Reproductive Mode and Male Mating Characteristic of Phenacoccus solenopsis (Hemiptera: Pseudococcidae)

Muhammad S. Waqas, Ali A.Z. Shoaib, Xinlai Cheng, Qianqian Zhang, Asem S.S. Elabasy and Zu-hua Shi*

Key Laboratory of Molecular Biology of Crop Pathogens and Insects, Ministry of Agriculture, Institute of Insect Sciences, Zhejiang University, 866 Yuhangtang Road, Hangzhou 310058, China


The cotton mealybug, Phenacoccus solenopsis Tinsley (Hemiptera: Pseudococcidae), is an invasive, polyphagous pest species. Reproductive biology of this mealybug species is poorly known, which hinders the development of an effective management program. In this study, the reproductive mode, male’s mating capacity, influence of female’s age and density on male’s mating capacity, as well as the influence of copulation on female’s longevity were investigated under the laboratory condition. Our results demonstrated that P. solenopsis reproduce sexually. Males mated 1-2 times in one day and 3-6 times in their lifetime, and did not show mating preference for female age or density. Although a few unmated females produced ovisacs, while they neither produced eggs nor gave birth any crawlers in the ovisacs. Unmated females lived for longer durations than the mated ones. Sexual reproduction with short lived males may imply potential for control practices that target males; for example, application of sex pheromone for trapping and killing male, or spraying of chemicals during the time of male activity, may be an effective practice for the management of this pest.

Article Information

Received 03 April 2018

Revised 24 July 2018

Accepted 12 September 2018

Available online 11 January 2019

Authors’ Contribution

MSW designed the experiments and carried out most of the experimental work under the supervision of ZHS. AAZS, XC, QZ and ASSE carried out some experiments. MSW wrote the manuscript.

Key words

Pseudococcidae, Phenacoccus solenopsis, Biology, Mealybug, Mating capacity, Reproductive mode.


* Corresponding author:

0030-9923/2019/0001-0325 $ 9.00/0

Copyright 2019 Zoological Society of Pakistan


The cotton mealybug, Phenacoccus solenopsis Tinsley (Hemiptera: Pseudococcidae), a native of North America (Williams and Granara de Willink, 1992), is distributed over a wide range of agro-ecological zones in at least 24 countries (Wang et al., 2009). It has been recorded on more than 200 plant species belonging to over 55 families (Fand and Suroshe, 2015) as a polyphagous pest of many plants, causing huge economic losses to cotton and vegetables in the tropical and subtropical areas of the world (Dhawan et al., 2007; Jhala et al., 2008; Nagrare et al., 2009; Abbas et al., 2010; Arif et al., 2012). Estimated loss in seed cotton yield due to P. solenopsis was 40-50% (Nagrare et al., 2009). In China, it is distributed in 28 provinces (Wang et al., 2009).

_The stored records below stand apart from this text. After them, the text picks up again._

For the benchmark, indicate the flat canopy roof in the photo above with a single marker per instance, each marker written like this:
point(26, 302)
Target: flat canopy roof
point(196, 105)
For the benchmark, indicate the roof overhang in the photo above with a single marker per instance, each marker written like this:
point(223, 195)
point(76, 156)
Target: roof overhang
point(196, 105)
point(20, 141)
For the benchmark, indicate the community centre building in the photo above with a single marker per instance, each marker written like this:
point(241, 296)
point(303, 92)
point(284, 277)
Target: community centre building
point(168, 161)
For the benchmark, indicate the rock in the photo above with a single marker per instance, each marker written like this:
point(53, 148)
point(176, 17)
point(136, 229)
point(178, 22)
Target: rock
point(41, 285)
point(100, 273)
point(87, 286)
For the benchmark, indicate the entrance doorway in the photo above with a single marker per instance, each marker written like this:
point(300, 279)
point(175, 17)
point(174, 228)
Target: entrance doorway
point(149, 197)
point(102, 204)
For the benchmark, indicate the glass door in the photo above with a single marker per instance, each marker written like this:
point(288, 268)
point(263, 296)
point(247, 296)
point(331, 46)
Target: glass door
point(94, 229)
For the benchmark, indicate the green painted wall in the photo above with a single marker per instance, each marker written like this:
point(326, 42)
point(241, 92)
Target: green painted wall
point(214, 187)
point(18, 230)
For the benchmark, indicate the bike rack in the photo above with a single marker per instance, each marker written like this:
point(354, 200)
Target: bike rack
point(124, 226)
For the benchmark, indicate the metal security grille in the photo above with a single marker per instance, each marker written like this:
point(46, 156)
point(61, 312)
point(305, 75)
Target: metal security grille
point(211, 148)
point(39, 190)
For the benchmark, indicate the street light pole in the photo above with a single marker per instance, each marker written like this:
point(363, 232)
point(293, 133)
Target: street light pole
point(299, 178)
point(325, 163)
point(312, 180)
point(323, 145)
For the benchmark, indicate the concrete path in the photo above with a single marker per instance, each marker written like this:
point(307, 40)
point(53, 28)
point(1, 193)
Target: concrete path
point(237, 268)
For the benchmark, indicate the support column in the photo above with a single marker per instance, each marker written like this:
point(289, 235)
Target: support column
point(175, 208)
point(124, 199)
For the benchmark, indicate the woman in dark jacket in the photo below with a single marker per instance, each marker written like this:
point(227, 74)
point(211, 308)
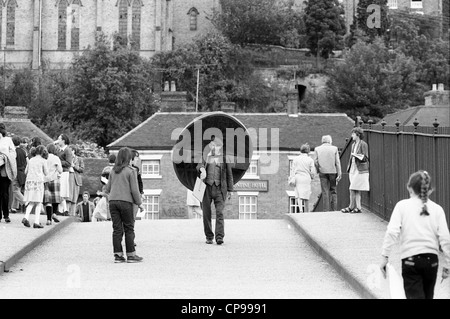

Many studies relevant to the behavior, biology and ecology of P. solenopsis have been carried out in different parts of the world (Akintola and Ande, 2008; Dhawan et al., 2009; Fand et al., 2010; Nikam et al., 2010; Vennila et al., 2010; Tanwar et al., 2011; Ali et al., 2012; Asifa et al., 2012; Prasad et al., 2012; Suroshe et al., 2013). Phenacoccus solenopsis is reported to exhibit an ovoviviparous mode of reproduction with a very short egg incubation period ranging from a few minutes to a maximum of 2 h (Nikam et al., 2010; Vennila et al., 2010; Asifa et al., 2012; Prasad et al., 2012).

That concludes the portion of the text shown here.